Si en captivité la plupart de nos perroquets se contentent de virevolter au sein de nos maisons, leurs cousins sauvages parcourent quant à eux plusieurs dizaines, voire centaines de kilomètres en une seule journée !
Il subissent par ailleurs de plus grandes variations de températures journalières (ressenti de -4 degrés Celsius à Sao Paolo au Brésil l’hiver dernier), alors que nos compagnons à plumes vivent, la plupart du temps, dans nos intérieurs aux températures stables.
À ces ingrédients ajoutez l’ennui et la sous stimulation (interactions sociales et environnementales réduites), l’issue semble inévitable : nos perroquets ne peuvent que tomber malades avec un apport trop régulier en fructose.
Faut-il donc cesser de donner des fruits ? La réponse est non.
Encore une fois tout est question de quantités, de fréquence, mais aussi d’espèces et d’individus.
Certains groupes de perroquets, tels que les loridés, ont besoin de consommer des fruits quotidiennement.

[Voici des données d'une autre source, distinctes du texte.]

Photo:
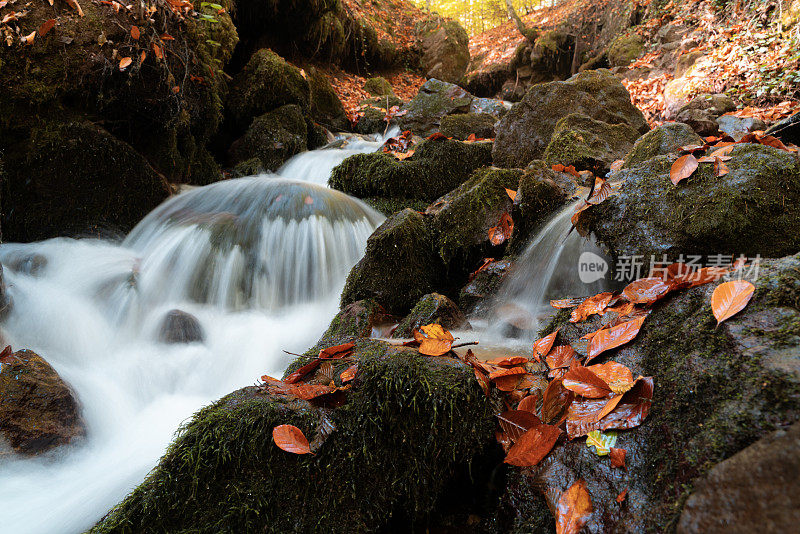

Alors que d’autres, comme les cacatoès australiens, n’en mangent pas du tout.
Pour ma part, je considère les fruits comme des récompenses et les distribue plus volontiers au cours de la sortie vol libre journalière de mes dragonnus. Je favorise aussi les baies moins sucrées, les fruits de saison, encore un peu verts et riches en fibres, pour limiter l’apport en sucres et favoriser une assimilation plus lente par l’organisme.
Je les élimine complètement lorsqu’un perroquet est en surpoids, malade ou souffrant de problèmes de peau et de plumes.
Puis surtout, je distribue dans le bol alimentaire quotidien tout un ensemble de légumes qui apportent les mêmes nutriments que les fruits, mais sans les sucres, ou beaucoup moins.
« Oui mais ils n’aiment pas les légumes ! »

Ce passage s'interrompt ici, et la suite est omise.